Welcome to CIHearu – Chronicles of a Bionic Woman! This is my journal / blog to relate my hearing loss and how I decided to pursue a Cochlear Implant (CI). There are a number of blogs dealing with this subject – and those that I have seen are very interesting. Some provide a wealth of technological information. Me – I’m not much of a techie. So, this is just my thoughts and my experience.
There were no childhood illnesses or trauma that would explain a major hearing loss. As a hearing impaired adult with no family history of deafness, it’s been a journey from the initial shock – “Hey! What do you mean? I can’t be going deaf! Do something!” To grief over the loss of something I always took for granted – the ability to communicate. And, more despair with each further progression. My audiograms began to look like a landslide.
I lost a big chunk of my hearing in my mid-20’s, and since then, my hearing loss has been progressive. It went from mild/moderate to moderate/severe to severe/profound — which is where I am now. At the time it started, I was about 27 and living in Hawaii. Oh Yeah! Life was good! I had joined the Air Force in 1975 with perfect hearing. I began to notice increasing difficulty in hearing sound – conversations, TV, telephone, music lyrics, PA announcements, etc. It began with mostly higher frequency sounds – which include consonants – making speech harder to understand. Since I was an active duty member of the AF, I always received good medical care. My hearing loss was recorded, specialists called and tests performed to rule out the scary stuff. They determined what it was not, but not what caused it. So, luckily, it wasn’t a brain tumor! Hey – it is what it is, but it sure would be nice to know. I initially spent time with the audiologist and ENT specialists at Tripler AMC in Honolulu for a lot of testing. Got my first pair of Hearing Aids there, and of course I hated the little buggers. Actually, they weren’t so little! In the early ’80’s they were big ol’ BTHs. Later when I was reassigned to Ellsworth AFB in SD I was seen by specialists in Denver. Interestingly, I went to a one week “Aural Rehab” at Walter Reed. There they taught the basics of speech reading – or lip-reading – and did more ENT testing to see if anything was missed in earlier tests. Also got to spend time with other hearing impaired military individuals. It was quite interesting, and a free trip to DC! I can’t complain that the AF didn’t try to figure this out and help me along the way. The help they provided was increasingly larger and stronger hearing aids. Since it was my goal to retire with 20 years, I never pursued a medical discharge. Instead, I just tried to stick it out and fly under the radar… not to create a situation that would bring attention to my lack of hearing. I became an expert at faking it, sometimes with disastrous and embarrassing results.
When I was reassigned from SD to Nevada; Nellis AFB sent me to the Navy Medical Center in San Diego twice a year to see the audi and continue ENT workups about every couple of years. I even had an MRI in about 1987, which was completely normal. After NV, I was assigned to Charleston AFB, SC in 1989. My audiology care while on active duty in SC was mostly at the Charleston Navy hospital. In 1990-91 I was deployed to Desert Storm / Desert Shield and lived in tent city, in very primitive field conditions. In retrospect, it was really unwise to be in a situation like that without the ability to hear and clearly understand communication, warnings, etc. Again, a lot of faking it!

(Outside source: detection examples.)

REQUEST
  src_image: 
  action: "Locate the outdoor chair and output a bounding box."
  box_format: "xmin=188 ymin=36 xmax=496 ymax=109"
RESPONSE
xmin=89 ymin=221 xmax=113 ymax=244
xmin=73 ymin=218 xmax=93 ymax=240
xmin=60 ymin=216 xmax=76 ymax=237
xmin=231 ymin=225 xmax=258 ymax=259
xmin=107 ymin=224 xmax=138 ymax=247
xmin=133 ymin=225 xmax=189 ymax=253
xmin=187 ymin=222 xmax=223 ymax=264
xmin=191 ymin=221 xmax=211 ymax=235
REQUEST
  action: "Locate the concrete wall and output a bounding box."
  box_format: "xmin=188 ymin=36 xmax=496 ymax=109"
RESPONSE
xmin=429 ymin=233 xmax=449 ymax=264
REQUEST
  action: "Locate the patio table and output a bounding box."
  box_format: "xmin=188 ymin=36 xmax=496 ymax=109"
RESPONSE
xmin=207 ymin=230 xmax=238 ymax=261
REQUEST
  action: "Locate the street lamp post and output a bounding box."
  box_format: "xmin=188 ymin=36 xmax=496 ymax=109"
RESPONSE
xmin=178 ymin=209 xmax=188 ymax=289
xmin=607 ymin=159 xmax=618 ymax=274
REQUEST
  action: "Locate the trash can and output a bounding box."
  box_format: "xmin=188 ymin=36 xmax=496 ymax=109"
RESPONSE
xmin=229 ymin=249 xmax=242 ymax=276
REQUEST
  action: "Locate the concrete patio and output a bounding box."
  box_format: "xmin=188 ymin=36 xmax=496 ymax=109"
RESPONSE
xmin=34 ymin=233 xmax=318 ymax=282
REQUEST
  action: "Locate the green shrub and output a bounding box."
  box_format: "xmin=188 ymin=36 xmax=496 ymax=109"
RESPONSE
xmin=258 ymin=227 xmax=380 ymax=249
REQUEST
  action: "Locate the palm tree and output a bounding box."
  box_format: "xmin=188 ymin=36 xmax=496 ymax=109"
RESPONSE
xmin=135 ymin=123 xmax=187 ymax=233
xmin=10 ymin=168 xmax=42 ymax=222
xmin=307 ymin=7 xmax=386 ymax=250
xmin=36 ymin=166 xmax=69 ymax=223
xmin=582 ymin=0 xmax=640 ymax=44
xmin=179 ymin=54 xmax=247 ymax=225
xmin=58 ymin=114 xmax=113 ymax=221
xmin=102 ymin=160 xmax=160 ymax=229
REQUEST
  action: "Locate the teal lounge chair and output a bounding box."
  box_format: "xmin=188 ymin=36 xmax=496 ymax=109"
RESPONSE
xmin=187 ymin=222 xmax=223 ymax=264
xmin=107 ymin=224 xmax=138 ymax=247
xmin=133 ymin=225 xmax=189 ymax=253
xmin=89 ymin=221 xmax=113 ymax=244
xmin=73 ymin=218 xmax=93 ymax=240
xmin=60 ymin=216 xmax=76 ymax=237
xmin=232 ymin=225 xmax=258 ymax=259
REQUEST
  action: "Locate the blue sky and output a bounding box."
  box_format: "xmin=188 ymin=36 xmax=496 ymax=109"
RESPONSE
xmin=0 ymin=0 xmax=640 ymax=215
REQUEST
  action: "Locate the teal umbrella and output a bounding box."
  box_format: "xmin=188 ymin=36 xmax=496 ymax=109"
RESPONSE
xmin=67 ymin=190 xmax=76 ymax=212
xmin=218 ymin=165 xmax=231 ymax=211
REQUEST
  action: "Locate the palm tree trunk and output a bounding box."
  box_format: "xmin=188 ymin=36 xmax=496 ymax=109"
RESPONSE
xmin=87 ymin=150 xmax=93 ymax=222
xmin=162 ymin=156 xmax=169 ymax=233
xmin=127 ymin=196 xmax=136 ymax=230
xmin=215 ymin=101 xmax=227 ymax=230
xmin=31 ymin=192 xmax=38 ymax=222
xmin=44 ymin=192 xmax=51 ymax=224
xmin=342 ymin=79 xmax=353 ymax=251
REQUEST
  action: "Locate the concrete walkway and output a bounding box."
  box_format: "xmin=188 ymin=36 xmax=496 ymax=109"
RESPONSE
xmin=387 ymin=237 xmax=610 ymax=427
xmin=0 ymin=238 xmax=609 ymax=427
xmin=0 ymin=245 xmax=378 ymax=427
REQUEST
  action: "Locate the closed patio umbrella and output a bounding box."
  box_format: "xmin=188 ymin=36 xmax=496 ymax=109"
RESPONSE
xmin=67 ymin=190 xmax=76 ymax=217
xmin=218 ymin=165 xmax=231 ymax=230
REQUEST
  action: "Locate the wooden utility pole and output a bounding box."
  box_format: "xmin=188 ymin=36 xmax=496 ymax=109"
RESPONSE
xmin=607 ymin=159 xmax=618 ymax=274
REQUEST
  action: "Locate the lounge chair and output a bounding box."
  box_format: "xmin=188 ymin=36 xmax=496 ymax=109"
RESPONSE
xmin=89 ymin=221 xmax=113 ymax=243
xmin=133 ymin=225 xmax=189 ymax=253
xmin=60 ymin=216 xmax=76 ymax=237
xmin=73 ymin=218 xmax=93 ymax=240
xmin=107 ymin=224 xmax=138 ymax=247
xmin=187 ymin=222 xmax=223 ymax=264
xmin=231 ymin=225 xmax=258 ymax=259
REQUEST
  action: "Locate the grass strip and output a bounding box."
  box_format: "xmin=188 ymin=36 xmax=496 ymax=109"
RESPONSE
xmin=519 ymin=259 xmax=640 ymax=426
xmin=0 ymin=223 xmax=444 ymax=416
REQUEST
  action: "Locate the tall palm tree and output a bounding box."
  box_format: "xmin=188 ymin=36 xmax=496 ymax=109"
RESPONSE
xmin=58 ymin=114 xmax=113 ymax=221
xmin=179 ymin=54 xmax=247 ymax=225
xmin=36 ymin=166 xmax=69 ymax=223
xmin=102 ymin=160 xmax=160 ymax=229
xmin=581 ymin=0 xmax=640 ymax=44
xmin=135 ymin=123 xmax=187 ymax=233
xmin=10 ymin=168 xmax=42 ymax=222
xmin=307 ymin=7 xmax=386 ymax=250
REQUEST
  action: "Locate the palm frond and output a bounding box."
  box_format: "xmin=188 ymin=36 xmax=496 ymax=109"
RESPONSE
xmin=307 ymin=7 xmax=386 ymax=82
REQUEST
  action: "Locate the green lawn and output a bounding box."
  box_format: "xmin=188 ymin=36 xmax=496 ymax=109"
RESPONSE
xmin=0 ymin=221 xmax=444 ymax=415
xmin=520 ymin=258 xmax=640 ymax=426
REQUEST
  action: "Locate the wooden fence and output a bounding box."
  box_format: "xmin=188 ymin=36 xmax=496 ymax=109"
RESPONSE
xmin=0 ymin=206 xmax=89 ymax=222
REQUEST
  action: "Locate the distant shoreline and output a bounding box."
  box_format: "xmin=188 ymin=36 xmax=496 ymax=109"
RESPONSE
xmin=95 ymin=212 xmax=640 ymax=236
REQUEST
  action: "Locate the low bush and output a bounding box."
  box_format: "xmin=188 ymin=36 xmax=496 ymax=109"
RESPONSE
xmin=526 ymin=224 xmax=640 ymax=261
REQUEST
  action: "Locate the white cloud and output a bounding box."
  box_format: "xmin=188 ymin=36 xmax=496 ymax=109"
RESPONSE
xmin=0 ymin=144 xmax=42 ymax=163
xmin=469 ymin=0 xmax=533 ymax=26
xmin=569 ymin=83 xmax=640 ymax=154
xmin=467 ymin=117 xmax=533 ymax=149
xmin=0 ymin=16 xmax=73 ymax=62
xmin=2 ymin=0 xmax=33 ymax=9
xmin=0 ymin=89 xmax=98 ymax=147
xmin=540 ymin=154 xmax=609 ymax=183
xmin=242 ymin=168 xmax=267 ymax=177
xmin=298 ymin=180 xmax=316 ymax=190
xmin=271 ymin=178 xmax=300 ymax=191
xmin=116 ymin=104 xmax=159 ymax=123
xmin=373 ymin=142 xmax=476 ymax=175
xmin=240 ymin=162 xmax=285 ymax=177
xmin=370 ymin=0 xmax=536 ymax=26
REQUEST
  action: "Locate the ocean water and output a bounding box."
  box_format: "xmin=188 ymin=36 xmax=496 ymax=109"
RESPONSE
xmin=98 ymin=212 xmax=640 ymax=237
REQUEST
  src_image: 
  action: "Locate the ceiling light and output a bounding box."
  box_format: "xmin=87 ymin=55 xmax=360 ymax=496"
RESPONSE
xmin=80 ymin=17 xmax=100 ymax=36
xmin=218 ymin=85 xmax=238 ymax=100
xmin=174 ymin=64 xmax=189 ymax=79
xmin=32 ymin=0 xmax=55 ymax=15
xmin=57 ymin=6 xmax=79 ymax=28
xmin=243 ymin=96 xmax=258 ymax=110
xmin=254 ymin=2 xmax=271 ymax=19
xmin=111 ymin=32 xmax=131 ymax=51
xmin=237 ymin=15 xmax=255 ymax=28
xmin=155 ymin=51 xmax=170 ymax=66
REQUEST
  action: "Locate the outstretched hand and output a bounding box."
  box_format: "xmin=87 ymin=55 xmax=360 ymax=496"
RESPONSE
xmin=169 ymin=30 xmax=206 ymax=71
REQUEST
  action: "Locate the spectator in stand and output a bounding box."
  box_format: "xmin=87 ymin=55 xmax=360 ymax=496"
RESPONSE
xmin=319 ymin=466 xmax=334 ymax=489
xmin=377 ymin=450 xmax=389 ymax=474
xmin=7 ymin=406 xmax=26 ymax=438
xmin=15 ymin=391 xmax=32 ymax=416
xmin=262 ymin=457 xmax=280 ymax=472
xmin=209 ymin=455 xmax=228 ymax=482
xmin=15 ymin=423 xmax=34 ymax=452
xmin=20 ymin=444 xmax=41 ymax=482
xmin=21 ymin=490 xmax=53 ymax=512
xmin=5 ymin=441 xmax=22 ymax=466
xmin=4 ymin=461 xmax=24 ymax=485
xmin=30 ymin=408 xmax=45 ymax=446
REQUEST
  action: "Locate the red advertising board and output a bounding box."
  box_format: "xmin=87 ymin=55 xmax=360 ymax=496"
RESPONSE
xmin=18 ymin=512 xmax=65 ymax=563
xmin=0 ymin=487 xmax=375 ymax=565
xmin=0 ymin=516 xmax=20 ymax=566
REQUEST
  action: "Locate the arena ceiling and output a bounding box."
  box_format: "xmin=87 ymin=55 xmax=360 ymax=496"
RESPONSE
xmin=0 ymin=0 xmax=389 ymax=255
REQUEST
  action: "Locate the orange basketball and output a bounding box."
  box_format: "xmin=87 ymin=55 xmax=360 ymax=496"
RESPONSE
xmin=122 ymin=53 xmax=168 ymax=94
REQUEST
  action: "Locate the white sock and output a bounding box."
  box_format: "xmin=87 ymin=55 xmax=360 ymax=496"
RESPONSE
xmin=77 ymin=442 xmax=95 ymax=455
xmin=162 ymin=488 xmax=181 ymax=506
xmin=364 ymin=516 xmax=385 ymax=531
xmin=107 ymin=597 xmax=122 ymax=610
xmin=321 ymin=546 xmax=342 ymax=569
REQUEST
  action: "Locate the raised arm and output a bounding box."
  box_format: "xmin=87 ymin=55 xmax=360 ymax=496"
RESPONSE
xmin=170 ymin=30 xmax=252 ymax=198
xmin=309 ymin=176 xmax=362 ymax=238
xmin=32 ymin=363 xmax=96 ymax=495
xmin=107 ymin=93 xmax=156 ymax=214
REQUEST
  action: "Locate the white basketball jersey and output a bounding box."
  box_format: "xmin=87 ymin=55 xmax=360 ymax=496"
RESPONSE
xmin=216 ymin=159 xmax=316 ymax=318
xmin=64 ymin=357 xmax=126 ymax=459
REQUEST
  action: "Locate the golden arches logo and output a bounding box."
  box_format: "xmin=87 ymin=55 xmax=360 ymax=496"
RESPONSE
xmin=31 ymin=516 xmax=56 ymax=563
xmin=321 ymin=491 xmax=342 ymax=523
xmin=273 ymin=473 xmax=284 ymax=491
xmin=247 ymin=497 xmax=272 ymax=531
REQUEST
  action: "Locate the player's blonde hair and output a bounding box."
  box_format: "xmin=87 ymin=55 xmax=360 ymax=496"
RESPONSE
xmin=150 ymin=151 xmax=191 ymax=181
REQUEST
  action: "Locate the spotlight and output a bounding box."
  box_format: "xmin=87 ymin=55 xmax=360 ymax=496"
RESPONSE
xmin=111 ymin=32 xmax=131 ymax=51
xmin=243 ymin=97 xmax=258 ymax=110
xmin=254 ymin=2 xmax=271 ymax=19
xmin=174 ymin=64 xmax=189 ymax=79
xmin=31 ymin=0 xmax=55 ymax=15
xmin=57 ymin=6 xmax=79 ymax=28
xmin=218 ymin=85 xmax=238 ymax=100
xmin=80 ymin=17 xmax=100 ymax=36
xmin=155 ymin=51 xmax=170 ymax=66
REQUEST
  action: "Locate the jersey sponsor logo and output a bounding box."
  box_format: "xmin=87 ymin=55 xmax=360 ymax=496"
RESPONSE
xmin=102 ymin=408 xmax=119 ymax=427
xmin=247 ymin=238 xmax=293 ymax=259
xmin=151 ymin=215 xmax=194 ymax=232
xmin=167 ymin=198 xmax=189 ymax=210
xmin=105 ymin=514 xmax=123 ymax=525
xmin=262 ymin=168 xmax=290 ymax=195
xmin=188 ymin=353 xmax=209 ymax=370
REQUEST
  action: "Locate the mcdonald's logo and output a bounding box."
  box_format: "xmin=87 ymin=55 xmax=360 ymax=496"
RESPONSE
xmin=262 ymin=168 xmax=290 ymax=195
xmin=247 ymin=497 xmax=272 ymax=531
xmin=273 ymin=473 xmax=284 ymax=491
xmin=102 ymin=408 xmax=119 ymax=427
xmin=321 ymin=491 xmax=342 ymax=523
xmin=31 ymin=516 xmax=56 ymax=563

Obviously a lot was happening in my personal life, besides being hearing impaired. I was divorced during my last year in Hawaii. Then I met, fell in love, and re-married Bruce – a wonderful man I met in SD. We will celebrate our 26th anniversary soon. We have enjoyed our lives together, and have a great time together. There are so many things in life that we share, and he has always been hugely supportive.
When I retired from active duty in 1997, the VA awarded me an 80% disability based on my hearing loss, and word discrimination scores – which are in the basement! So, all those years of testing, etc, paid off by having my hearing loss very well documented as it progressed. Not to mention all the free hearing aids over the years
So, now – as of late 2009, I’m a candidate for a Cochlear Implant – with a surgery date of 21 July 2010. I chose to be implanted with an Advanced Bionics device for a number of reasons, mainly because I think their technology is the best. They offer great customer service, and have an outstanding website which includes the Hearing Journey – an on-line source of information , support and fellowship for CI users, friends, family, and anyone seeking information. No one other than another hearing impaired person fully understands the feelings of isolation, depression, and frustration to be missing so much communication – it’s no exaggeration to say that I miss easily 80% of what is said in a group of people conversing, or in a noisy environment–even one-on-one in a quiet room is a challenge. I rely on my lip-reading skills for the majority of communication – and, that’s exhausting. So, that endless frustration and the feeling of always being left out – that affects almost every aspect of my life, is what is driving me into this journey
Deciding to consider an implant was a slow process. But my industrial strength hearing aids can no longer provide any additional benefit – I’m maxed out with these babies, so my audi suggested that I do some research on my own in mid 2009.
So, after what seemed like an endless process of research, appointments, approvals, and on-line support from my Hearing Journey buddies at Advanced Bionics – hear I am!